Hafnium is purified on an Ln-Spec column that never gets loaded with REE-bearing samples, which is important for keeping the ¹⁷⁵Lu/¹⁷⁶Σ monitor below 0.0001. Titanium forms a yellow to orange complex in 3 M HNO₃—1% H₂O₂, and is immediately eluted during loading.³ Up to 12 ml of this acid mixture are added in 2 ml steps until the eluate is colorless, indicating that Ti has been almost quantitatively eluted from the column. Using this simple criterion, a sufficient separation of Ti and Hf is achieved, resulting in Ti/Hf < 0.1. Zirconium is rinsed off effectively with six 4 ml batches of 0.5 M HNO₃—0.06 M HF, whereas Hf remains on the column until the HF molarity is increased to 0.3 M. Separation techniques previously used at our laboratory² yielded Zr/Hf in the range of 2 to 15, whereas the method reported here consistently yields values <1. For up to 100 mg basalt, the total Hf recovery is typically 98% or more. Deliberate overloading of the initial cation column with 200 mg of digested BHVO-2 powder still produces a clean Hf fraction (¹⁷⁵Lu/¹⁷⁶Σ monitor < 0.0001, Ti/Hf = 0.05, and Zr/Hf = 0.1) and a yield of 78%. Tests on 100–200 mg of garnet result in Hf yields of about 75%. For 100 mg garnet samples, the Hf is efficiently purified, whereas a 200 mg garnet sample resulted in an elevated Lu monitor (¹⁷⁵Lu/¹⁷⁶Σ) of 0.0017. This breakthrough of HREE indicates that the operating capacity of the cation resin is not sufficient for sample sizes above 3 meq. Such overloading of column I can be avoided by either dividing large sample loads among several first-stage columns or using a larger first-stage cation column.¹ Alternatively, a 1 ml Ln-Spec column² could also be used to separate the HFSE and HREE from the matrix before processing through cation column I. Special care should be taken to keep the Ln-Spec resin in column II REE-free. For phosphates, the Hf cuts are very clean with respect to other elements, but the Hf recovery is only in the range of 25 to 50 %, which is probably caused by Hf sequestration by precipitates that formed when the samples were dried down after the digestion.
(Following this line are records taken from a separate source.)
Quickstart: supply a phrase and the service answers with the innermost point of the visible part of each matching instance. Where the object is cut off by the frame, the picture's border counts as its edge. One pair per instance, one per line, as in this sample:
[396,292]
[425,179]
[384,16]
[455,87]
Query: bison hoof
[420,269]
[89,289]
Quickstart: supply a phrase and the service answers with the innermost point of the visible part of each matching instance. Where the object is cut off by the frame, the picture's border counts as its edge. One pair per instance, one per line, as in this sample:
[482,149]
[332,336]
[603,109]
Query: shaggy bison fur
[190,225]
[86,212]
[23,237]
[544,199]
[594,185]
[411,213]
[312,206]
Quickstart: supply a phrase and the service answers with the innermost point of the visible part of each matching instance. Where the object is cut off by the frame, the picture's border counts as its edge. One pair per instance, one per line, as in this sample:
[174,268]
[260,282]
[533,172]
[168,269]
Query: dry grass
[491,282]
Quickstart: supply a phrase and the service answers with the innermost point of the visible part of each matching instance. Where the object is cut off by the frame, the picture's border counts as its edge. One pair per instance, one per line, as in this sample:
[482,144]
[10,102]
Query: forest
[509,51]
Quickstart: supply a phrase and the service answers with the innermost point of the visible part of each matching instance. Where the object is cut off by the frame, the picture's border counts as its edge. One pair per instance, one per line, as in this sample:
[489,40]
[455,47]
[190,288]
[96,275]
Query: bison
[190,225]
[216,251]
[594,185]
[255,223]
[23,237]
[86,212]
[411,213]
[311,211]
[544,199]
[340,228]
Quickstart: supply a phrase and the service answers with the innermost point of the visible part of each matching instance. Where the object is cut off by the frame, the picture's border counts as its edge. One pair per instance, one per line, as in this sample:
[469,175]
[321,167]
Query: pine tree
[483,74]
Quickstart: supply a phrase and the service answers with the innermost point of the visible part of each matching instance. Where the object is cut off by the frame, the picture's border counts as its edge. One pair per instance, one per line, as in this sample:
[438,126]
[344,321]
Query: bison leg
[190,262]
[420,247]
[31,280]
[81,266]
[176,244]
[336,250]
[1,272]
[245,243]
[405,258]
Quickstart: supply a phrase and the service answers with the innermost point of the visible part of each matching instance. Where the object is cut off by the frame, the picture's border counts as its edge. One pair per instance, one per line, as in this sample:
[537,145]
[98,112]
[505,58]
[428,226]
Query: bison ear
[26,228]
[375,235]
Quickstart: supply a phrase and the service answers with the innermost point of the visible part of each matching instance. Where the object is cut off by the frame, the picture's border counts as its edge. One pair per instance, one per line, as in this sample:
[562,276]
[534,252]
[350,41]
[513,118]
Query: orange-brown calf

We therefore suggest dissolving phosphates in 6 M HCl and diluting this acid to molarities appropriate for direct loading onto the first column, i.e. 1 M HCl—0.1 M HF, without drying down in between.

Reference materials

The analytical procedure described in this study was tested on four different international reference rocks (BHVO-2, JB-1, BIR-1, and G-2). For comparison, each material was also processed once using the Münker et al.² method. Most samples were fully spiked before digestion for simultaneous IC and ID analysis, with the exception of two BHVO-2 aliquots (“E” and “F”), which were analyzed unspiked. Solution aliquots equivalent to ca. 50 mg digested whole-rock powder were typically loaded onto the columns. The 200 mg BHVO-2 fractions “D”, “E” and “F” were split into aliquots after digestion and loaded onto four individual ion-exchange columns to test for possible variations in isotope composition induced by the chemical separation. No resolvable variations were observed.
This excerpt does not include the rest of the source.